Lorsque ce groupe de protagonistes atteint le village déserté, l'hommage au western d'Howard Hawks, Rio Bravo, est limpide : quelque chose de vilain s'est passé, quelque chose de déplaisant va se produire, tout cela finira mal. La révélation du rôle de William dans cette intrigue confirme les doutes que le lecteur et le héros avaient, et le dénouement est un massacre dans les flammes, qui donne définitivement à l'histoire un ton très sombre, amer.

L'enchaînement avec le tome 8 est alors assez logique : si l'environnement devient plus exotique, avec les paysages de la Cappadoce, qui renvoie directement au contexte historique de l'époque (même si Hermann ne précise toujours pas l'année du récit, on sait que cette région fut celle où le christianisme se développa le plus et que cela aboutit aux affrontements de la première croisade, quand les turcs refusèrent l'accès libre à Jérusalem aux chrétiens), l'action est traitée sur le même mode, avec un mystère autour du personnage dont le nom donne son titre au livre et le suspense issu de sa situation (retenu prisonnier, il est empêché dans une mission cruciale pour la stabilité de l'endroit et cela va précipiter les violences entre les deux camps sur place).

Hermann va loin avec ce procédé puisque Sandjar, le cavalier seldjoukide, ne prononce qu'un mot durant toute l'histoire (le prénom d'un de ses compagnons) : ce mutisme renforce la tension qu'il génère dans la petite communauté dont il est le captif et révèle le bellicisme de chacun (les pèlerins sont plus d'une fois prêts à faire la peau à cet étranger qui, lorsqu'il loue Allah dans ses prières, insulterait, selon eux, Jésus Christ). D'une manière finalement très subtile mais percutante, l'auteur renvoie dos à dos les fanatiques religieux : jamais la série n'avait au fond été aussi politique, insistante sur les guerres religieuses de l'époque. Nous quittons le domaine simplement divertissant de l'aventure au Moyen-Âge pour une odyssée plus philosophique.

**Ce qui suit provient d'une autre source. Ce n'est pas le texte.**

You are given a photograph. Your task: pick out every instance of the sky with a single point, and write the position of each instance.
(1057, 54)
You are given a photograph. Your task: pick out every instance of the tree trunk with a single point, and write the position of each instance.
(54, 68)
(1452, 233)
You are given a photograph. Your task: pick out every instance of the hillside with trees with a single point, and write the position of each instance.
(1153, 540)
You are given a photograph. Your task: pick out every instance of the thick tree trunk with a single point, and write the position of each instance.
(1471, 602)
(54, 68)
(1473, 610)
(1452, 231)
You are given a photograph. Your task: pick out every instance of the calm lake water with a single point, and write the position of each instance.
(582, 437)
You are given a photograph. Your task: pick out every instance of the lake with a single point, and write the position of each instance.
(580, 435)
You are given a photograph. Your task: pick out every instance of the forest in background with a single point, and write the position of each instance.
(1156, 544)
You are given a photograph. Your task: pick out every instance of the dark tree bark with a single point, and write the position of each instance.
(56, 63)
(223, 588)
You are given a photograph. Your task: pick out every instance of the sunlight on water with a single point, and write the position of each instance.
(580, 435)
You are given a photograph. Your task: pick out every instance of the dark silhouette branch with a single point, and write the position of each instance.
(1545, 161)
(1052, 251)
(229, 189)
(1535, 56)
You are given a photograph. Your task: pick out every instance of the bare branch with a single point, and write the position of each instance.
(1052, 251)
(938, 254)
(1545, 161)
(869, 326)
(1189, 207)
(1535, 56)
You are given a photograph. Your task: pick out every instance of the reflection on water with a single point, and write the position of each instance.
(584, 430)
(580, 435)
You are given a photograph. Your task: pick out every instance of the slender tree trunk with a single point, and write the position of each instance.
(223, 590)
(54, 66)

Mais l'action demeure très présente et réserve des scènes puissantes, comme la fuite en pleine nuit de Sandjar, ou la bataille finale, dont l'issue laisse un goût aussi amer que la fin du tome 7. Le personnage du guide byzantin Meltiadès incarne alors un destin poignant, dont le sort est d'autant plus cruel que rien ne le laissait présager.

Que dire qui n'a pas été écrit sur la beauté graphique de la série ? Hermann est indéniablement transporté par ce qui raconte et se surpasse à chaque fois : il ose même sur la couverture de William invoquer la tapisserie de Bayeux, cette fresque confectionnée entre 1066 et 1082, longue de plus de 70 mètres, représentant la conquête de l'Angleterre par les Normands - une allusion aux origines du personnage-titre mais aussi à la période couverte par la série, à ces temps de conquête, mélange de gloire et de cendres, de foi et de sang.

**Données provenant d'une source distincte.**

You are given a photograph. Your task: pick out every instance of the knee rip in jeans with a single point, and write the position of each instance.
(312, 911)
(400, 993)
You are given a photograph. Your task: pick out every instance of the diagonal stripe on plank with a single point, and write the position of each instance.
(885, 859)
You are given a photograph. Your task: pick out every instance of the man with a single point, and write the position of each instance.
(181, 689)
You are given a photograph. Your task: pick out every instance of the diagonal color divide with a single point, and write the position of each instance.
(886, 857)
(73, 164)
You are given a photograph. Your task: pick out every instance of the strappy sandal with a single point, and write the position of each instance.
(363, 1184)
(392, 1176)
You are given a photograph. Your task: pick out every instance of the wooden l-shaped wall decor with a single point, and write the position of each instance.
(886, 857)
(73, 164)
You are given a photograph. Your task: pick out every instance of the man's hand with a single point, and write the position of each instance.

Lorsqu'il investit la Turquie au tome 8, le dessinateur renoue avec des paysages grandioses, une sorte de western oriental, qui rappelle évidemment son travail sur Comanche. On s'y croirait en tout cas, tant le trait est juste, la chaleur étouffante bien restituée, l'aridité si finement captée. Et quand la nuit tombe sur ces reliefs si étonnants, encore une fois, l'art avec lequel Hermann illustre la séquence de l'évasion de Sandjar est un spectacle éblouissant, avec un découpage très efficace.

L'exportation des récits permet aussi à l'artiste de s'exercer sur les physionomies : la rugosité de Hendrik fait partie des trognes qu'il affectionne, mais des silhouettes comme celles du pope Anatoli, puis du seldjoukide sont le résultat d'un talent rare pour camper des personnages typés sans verser dans la caricature, la facilité. Voyez avec quel soin les emblèmes sont reproduits, les vêtements sont coupés : tout cela, c'est une documentation bien digérée au service d'un dessin extraordinairement vivant.

Plus que deux tomes avant la fin de la série et autant de promesses pour une saga qui ne vole pas sa qualité de grand classique.